I have developed a monitoring application which can monitor the state of up to 64 battery rechargers. These rechargers perform predictably when they are recharging - in that they go through the same set of states in the same order. The logic used to determine current states or for state transitions is different according to the state - so the performance would be different per state as well. Under normal operation, the rechargers will be in separate states at a given time and there are endless possibilities as to what combination of operations will be taking place, based upon the state of each individual charger - making it hard to quantify performance in a repeatable way.
However, I think it safe to assume that the "worst case" in terms of performance would be for all chargers to be doing the exact same thing, at the exact same time since they'd be consuming the worst operations at the same time. Running such a worst case test (or simulation) and recording the maximum iteration time of my timed loop during the test should yield the minimum time that I should expect to sample at - such that I will never reach 100% CPU.

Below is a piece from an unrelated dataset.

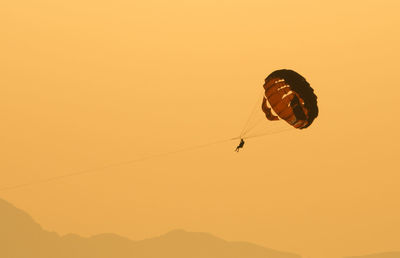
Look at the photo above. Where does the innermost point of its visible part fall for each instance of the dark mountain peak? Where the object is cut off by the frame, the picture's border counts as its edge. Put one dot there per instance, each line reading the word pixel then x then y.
pixel 21 237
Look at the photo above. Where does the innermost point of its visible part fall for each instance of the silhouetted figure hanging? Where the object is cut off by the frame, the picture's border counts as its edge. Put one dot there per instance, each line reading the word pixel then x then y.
pixel 240 145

For the sake of argument, let's say I run my worst case test and determine that at its worst, the maximum iteration time was 64 ms, or 1 ms per device. While this should be the minimum time, I would want the actual iteration time of the loop to be somewhat higher in order to give some leeway for margin of error. Rather than come up with some arbitrary sample rate that's arbitrarily slower than my worst case, I want to approach this scientifically so I can get the highest possible sample rate while still minimizing the liklihood of have late iterations in my timed loop. What's a good way to approach determining the set sample rate vs. the worst case?
It may be important to mention that the hardware for this application will always be the same, so the fact that iteration time is linked to the CPU is a known and expected factor. The hardware will always be cFP-2200 with a 400MHz CPU. If we use anything other than this, the CPU will be even faster, not slower.
The answer is going to depend on the consequences of what happens if your loops take too long to execute. Generally though, you should leave extra time in high priority loops for other operations to execute unless it is absolutely necessary that the high priority loops run at 100% and this should only be for critical situations.